# `Pdf.Reader`
[🔗](https://github.com/MisaelMa/ExPDF/blob/v1.0.1/lib/pdf/reader.ex#L1)

Native PDF reader — opens a PDF binary or file path and provides pure-functional
access to text runs with positions, raster images, document metadata, interactive
form fields, document outlines (bookmarks), and page annotations.
No GenServer, no mutable state; the reader is a fully lazy, immutable pipeline.

## Typical usage

    {:ok, doc}                          = Pdf.Reader.open("report.pdf")
    {:ok, [page1_text | _], doc}        = Pdf.Reader.read_text(doc)
    {:ok, runs, doc}                    = Pdf.Reader.read_text_with_positions(doc)
    {:ok, meta, doc}                    = Pdf.Reader.read_metadata(doc)
    {:ok, n}                            = Pdf.Reader.page_count(doc)
    :ok                                 = Pdf.Reader.close(doc)

## Outlines (bookmarks)

    {:ok, outlines, _doc} = Pdf.Reader.read_outlines(doc)
    # => [%Pdf.Reader.Outline{title: "Chapter 1", level: 0, dest_page: 1, children: [...]}, ...]
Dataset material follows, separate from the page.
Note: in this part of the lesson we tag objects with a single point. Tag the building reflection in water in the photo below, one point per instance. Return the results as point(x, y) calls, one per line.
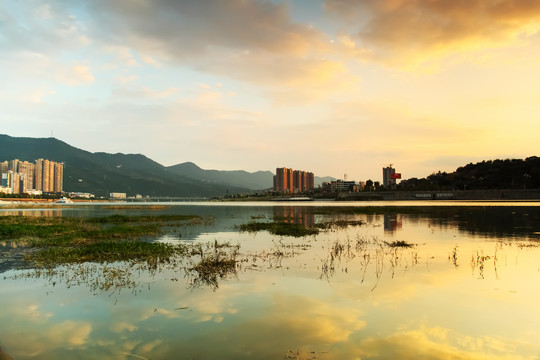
point(392, 222)
point(294, 215)
point(38, 213)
    # Bang variant — raises Pdf.Reader.Error on failure
    outlines = Pdf.Reader.read_outlines!(doc)

## Annotations

    {:ok, annotations, _doc} = Pdf.Reader.read_annotations(doc)
    # => [%Pdf.Reader.Annotation{type: :highlight, page: 2, rect: {x1, y1, x2, y2}, ...}, ...]

    # Bang variant — raises Pdf.Reader.Error on failure
    annotations = Pdf.Reader.read_annotations!(doc)

## Error recovery

`open/2` accepts a `recover: true` option that activates four orthogonal
recovery phases (R-1..R-4). Each recovery action is logged as a structured
event tuple appended to `doc.recovery_log`. Use `recovery_log/1` to inspect:

    {:ok, doc} = Pdf.Reader.open(bin, recover: true)
    Pdf.Reader.recovery_log(doc)
    # => [] when the PDF was well-formed
    # => [{:xref_recovered, 5}, {:page_failed, 2, :unresolved_ref}] on a corrupt PDF

**Closed set of recovery event tuples:**

| Tuple | Meaning |
|---|---|
| `{:xref_recovered, n}` | Linear scan recovered `n` object entries (R-3) |
| `{:eof_marker_missing, :linear_scan_used}` | `%%EOF` absent; linear scan used (R-3) |
| `{:page_failed, page_n, reason}` | Page skipped; text/images from other pages returned (R-1) |
| `{:font_skipped, page_n, font_name, reason}` | Font replaced with U+FFFD fallback (R-2) |
| `{:page_tree_recovered, n_pages}` | Catalog/Pages fallback; `n_pages` recovered (R-4) |

An empty `recovery_log` after `open/2` **guarantees** no recovery occurred.
No other tuple shapes are appended by the recovery paths.

The following errors remain fatal even with `recover: true`:
`:not_a_pdf`, `:encrypted_password_required`, `:encrypted_wrong_password`,
`:encrypted_unsupported_handler`, `{:io_error, reason}`.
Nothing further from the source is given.